私がドキドキしすぎて固まって動けないでいると「おい」と不機嫌な声が聞こえた。
「リンから離れろ。触るんじゃねぇ」
不機嫌な様子の奏が、悠斗を睨みつけながらドカドカと近づいてきた。
悠斗は私の頬を触れたままだったが、もう私を見ていなく、奏を見据えていた。
そのおかげで、やっと冷静を取り戻した私。
「嫌だ」という悠斗に対し「離れろ」と奏は、悠斗の腕を無理やり私から引き剥がした。
「うぜぇ」
「リンは俺のだ」
「てめぇのリンじゃねぇ。俺のリンだ。」
「いや、俺のだ。」
「ちげぇよ、俺のだ。

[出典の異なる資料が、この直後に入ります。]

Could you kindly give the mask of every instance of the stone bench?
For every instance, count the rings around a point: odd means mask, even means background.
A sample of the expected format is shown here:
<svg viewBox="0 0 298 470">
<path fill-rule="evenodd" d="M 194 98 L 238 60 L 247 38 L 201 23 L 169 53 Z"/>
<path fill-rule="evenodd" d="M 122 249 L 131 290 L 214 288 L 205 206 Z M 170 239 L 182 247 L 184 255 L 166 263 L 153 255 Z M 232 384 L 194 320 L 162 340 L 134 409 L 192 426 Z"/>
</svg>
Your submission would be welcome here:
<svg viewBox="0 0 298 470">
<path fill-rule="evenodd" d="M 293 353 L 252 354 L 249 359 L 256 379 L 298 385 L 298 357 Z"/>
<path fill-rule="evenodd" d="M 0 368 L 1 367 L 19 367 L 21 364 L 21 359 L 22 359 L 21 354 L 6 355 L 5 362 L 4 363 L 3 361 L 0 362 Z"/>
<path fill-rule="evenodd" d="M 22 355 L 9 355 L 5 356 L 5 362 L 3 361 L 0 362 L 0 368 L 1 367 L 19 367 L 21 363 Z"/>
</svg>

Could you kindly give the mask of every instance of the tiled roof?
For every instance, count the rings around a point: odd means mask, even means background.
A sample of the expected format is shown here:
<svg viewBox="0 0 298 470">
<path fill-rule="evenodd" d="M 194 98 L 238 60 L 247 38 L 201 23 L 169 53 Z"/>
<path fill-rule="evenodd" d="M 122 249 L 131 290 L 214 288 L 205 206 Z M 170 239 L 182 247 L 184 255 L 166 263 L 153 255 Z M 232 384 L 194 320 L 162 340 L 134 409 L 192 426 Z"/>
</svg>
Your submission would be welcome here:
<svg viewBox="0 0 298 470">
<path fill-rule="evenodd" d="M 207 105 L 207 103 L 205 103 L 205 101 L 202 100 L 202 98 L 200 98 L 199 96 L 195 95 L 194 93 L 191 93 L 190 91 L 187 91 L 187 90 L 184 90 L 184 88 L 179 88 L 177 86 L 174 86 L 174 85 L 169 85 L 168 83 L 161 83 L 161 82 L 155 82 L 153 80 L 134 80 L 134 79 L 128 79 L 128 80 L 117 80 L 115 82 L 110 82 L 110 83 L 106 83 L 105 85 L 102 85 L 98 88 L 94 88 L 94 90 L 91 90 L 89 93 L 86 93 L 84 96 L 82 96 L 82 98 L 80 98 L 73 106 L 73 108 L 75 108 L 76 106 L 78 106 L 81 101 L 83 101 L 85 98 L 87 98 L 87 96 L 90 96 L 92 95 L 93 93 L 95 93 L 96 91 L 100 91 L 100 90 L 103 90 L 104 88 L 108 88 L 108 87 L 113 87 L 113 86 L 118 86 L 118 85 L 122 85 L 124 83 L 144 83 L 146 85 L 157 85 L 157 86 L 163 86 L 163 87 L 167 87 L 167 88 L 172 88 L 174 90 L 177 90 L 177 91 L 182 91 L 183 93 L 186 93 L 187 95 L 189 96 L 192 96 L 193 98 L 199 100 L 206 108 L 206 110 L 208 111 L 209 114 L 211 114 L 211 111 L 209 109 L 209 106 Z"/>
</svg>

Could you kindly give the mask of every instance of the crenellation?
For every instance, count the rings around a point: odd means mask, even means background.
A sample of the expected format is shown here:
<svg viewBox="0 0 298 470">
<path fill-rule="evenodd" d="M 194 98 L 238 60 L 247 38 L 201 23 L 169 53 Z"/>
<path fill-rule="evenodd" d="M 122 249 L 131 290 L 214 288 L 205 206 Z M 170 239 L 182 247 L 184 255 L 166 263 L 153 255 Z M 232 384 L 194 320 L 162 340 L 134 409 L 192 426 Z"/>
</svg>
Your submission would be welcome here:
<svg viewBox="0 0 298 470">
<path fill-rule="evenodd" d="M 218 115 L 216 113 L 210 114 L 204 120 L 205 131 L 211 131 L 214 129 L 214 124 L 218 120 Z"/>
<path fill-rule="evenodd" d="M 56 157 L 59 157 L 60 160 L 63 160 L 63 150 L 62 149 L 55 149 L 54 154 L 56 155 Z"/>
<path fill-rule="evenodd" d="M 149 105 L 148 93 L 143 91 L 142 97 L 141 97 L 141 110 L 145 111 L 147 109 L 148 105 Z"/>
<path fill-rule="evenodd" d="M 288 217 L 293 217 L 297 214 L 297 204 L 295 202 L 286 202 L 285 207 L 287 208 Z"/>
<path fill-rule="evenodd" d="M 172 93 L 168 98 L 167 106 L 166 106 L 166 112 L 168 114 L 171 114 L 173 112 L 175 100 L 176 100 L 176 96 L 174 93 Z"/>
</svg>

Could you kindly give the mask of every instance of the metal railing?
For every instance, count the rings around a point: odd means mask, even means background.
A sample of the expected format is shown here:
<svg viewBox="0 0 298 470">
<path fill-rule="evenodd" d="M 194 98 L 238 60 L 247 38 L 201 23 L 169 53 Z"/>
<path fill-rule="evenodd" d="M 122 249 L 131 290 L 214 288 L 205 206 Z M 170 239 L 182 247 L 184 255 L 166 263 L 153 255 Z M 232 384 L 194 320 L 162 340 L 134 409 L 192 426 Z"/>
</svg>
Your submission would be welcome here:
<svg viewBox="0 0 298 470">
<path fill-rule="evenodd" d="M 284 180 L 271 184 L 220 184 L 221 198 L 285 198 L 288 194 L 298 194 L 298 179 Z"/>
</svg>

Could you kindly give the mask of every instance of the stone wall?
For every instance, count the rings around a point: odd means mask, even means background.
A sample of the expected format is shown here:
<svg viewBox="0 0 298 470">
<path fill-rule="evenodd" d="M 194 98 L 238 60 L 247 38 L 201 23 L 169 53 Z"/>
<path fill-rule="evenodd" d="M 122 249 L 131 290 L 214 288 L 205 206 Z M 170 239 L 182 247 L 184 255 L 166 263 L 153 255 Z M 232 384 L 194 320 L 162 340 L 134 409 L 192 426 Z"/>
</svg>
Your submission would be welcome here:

」
睨み合う2人だったが、その様子が海斗と伊吹のやりとりに似ていて、思わず笑みがこぼれた
それにしても、俺の俺のって…私、物じゃないのにな。またもや、意地の張り合いで利用されてる私。
喧嘩するほど仲がいいとか?フフッ、言えるかも。海斗と伊吹もなんだかんだいって仲良いもんね。
そんな事を思いながら2人の様子を見ていると…
「リン」
病室の扉の方から、声がかかったんだ。